O corpo encontrado no dia 27 de fevereiro, às margens da Rodovia Transbeto, em Penha, é mesmo de João da Silva, popular João Sonheiro. Os exames da arcada dentária confirmaram a identidade do corpo, que foi retirado criminosamente de sua sepultura, no Cemitério de Armação. “Já temos um suspeito”, afirmou o responsável pela Delegacia de Penha, Allan Martins Coelho.
“Agora estamos ouvindo os parentes. Considerando que não havia nenhuma prótese de ouro no corpo dele, apesar do que ele e a esposa afirmavam. Até porque ouro só pode ser usado para substituir dentes, nosso organismo rejeita qualquer ouro, quanto mais um pino ou uma prótese”, acrescentou Allan. O corpo de João Sonheiro já foi devolvido à sepultura.
“Acreditamos que esta história do ouro foi o que motivou os crimes de violação de sepultura e subtração de cadáver. Alguém muito próximo e que também acreditava que ele tinha uma prótese de ouro”, finalizou Allan, em entrevista ao Jornal do Comércio.
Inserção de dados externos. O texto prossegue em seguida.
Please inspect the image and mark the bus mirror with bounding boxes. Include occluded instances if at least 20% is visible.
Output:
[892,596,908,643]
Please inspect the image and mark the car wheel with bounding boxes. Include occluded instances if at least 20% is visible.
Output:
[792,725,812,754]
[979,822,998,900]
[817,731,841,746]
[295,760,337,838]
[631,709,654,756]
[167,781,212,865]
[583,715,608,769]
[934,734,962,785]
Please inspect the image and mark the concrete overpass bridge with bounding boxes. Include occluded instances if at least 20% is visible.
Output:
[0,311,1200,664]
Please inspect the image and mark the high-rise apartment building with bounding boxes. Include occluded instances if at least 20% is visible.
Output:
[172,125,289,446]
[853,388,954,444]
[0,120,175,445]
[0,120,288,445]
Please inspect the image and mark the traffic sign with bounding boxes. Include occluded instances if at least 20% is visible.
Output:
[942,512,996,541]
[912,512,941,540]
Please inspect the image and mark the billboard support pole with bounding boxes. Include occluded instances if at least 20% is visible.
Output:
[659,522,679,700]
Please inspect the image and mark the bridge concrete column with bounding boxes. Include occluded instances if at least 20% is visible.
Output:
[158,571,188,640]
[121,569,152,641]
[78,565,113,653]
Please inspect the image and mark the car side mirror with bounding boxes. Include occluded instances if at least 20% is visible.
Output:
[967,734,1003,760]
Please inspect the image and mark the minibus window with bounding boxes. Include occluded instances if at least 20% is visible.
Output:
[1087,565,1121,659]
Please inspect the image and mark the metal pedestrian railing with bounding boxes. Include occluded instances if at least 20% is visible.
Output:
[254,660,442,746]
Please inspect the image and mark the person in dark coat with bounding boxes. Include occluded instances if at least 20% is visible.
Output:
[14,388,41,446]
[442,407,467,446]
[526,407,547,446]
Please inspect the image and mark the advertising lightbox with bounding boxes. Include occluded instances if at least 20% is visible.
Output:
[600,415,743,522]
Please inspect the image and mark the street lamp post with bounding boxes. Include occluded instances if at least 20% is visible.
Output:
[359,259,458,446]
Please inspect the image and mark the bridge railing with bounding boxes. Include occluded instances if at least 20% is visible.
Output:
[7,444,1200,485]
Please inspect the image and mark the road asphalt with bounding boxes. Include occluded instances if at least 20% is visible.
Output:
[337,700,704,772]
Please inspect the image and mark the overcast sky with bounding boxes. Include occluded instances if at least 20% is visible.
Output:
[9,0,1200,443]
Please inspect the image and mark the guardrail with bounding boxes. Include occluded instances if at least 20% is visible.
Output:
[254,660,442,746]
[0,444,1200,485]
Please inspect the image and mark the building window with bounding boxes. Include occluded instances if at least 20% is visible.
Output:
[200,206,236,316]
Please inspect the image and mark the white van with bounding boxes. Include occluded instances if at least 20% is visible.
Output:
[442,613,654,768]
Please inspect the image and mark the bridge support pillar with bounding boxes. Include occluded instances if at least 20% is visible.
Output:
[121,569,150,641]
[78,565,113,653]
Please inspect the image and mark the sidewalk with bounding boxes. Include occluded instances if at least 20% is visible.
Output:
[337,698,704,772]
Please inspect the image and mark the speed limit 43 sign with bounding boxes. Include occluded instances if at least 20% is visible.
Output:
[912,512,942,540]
O suspeito responderá pelos crimes de subtração de cadáver e violação de sepultura – crimes que somados podem chegar a seis anos de prisão.
“Não acredito nessa história de prótese de ouro. Para mim é fantasiosa. Criaram essa história e alguém realmente acreditou”, disse o delegado Wilson Masson. O pensamento de Masson foi baseado em uma série de depoimentos já colhidos de familiares do mestre barcos, que faleceu no dia 4 de janeiro. “A prótese no ombro até existe, mas não creio que seja de ouro. Não há qualquer explicação para isso. Alguém criou essa fantasia”, acrescentou.